沈知章瘫坐在地上,又哭又笑。欧冶胜则冲到他心爱的机器旁,抚摸着那发烫的汽缸和飞轮,像抚摸自己的孩子。
赵构也长长地舒了一口气,脸上露出了由衷的、灿烂的笑容。
五年耕耘,终见硕果。
五丈提水,这个在工业革命先驱者看来微不足道的数字,在这个时代,却象征着人类第一次真正有意识地、持续地将热能转化为稳定的机械功!
他走到激动的人群中,双手虚扶,让众人安静下来。
“五年艰辛,今日功成!此‘蒸汽机’能提水五丈,便是擎天之举!”
赵构的声音清晰而有力,“此非终点,而是起点!自今日始,我大宋便有了不借风水、不劳牛马,自生大力之器!墨衡、沈知章、欧冶胜,及热力所上下所有匠人、学徒,皆为大功之臣!赏构赐倍于前议!此机,赐名‘擎初’,取其擎天之初衷、初成之意!”
“谢陛下!陛下万岁!” 山呼海啸般的欢呼再次响起。
“然,”赵构话锋一转,目光扫过那台依旧在轰鸣、在震颤、在泄漏着蒸汽的“擎初号”,“此机尚陋,耗巨而功微,噪大而体笨,距实用甚远。
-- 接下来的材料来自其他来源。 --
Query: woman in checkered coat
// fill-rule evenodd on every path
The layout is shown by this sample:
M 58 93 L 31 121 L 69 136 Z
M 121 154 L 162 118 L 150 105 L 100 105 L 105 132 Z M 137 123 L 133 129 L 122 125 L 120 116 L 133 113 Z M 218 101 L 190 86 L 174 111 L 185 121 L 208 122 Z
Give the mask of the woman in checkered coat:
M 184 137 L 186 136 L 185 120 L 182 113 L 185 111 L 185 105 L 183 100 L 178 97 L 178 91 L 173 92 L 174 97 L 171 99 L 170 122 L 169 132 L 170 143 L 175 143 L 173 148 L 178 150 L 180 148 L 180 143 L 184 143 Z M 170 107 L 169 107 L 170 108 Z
热力所不可懈怠,当以此机为基,继续钻研。改进密封,减少泄漏;优化阀门,提高效力;探求冷凝之法,倍增其功;减轻其重,缩小其体,使其可置车船,可驱机械。前路漫漫,诸卿任重!”
“臣等谨记陛下教诲!必竭尽全力,精益求精!”
墨衡等人躬身应诺,脸上洋溢着疲惫却无比振奋的光彩。
他们知道,攀登才刚开始,但最重要的第一步,已经稳稳踏出。
赵构点点头,最后看了一眼那台名为“擎初”、提水五丈的蒸汽机。
它粗笨,低效,噪音震耳,蒸汽弥漫。
但在赵玮眼中,那喷涌的,不再是普通的水汽,而是驱动时代巨轮的第一股澎湃动力;那轰鸣的,不再是杂音,而是工业文明降临这个世界时,发出的、虽然稚嫩却无比坚定的宣告。
火器改变了战争,而蒸汽,或将改变世界。
南宋,这个在战火中淬炼、在危机中革新的偏安王朝,在点燃了火器时代的引信后,又悄然叩响了工业时代的大门。
未来,将走向何方?赵玮不知道所有答案,但他确信,自己正站在历史的转折点上,亲手推动着一些足以改变千年国运的事物,缓缓启动。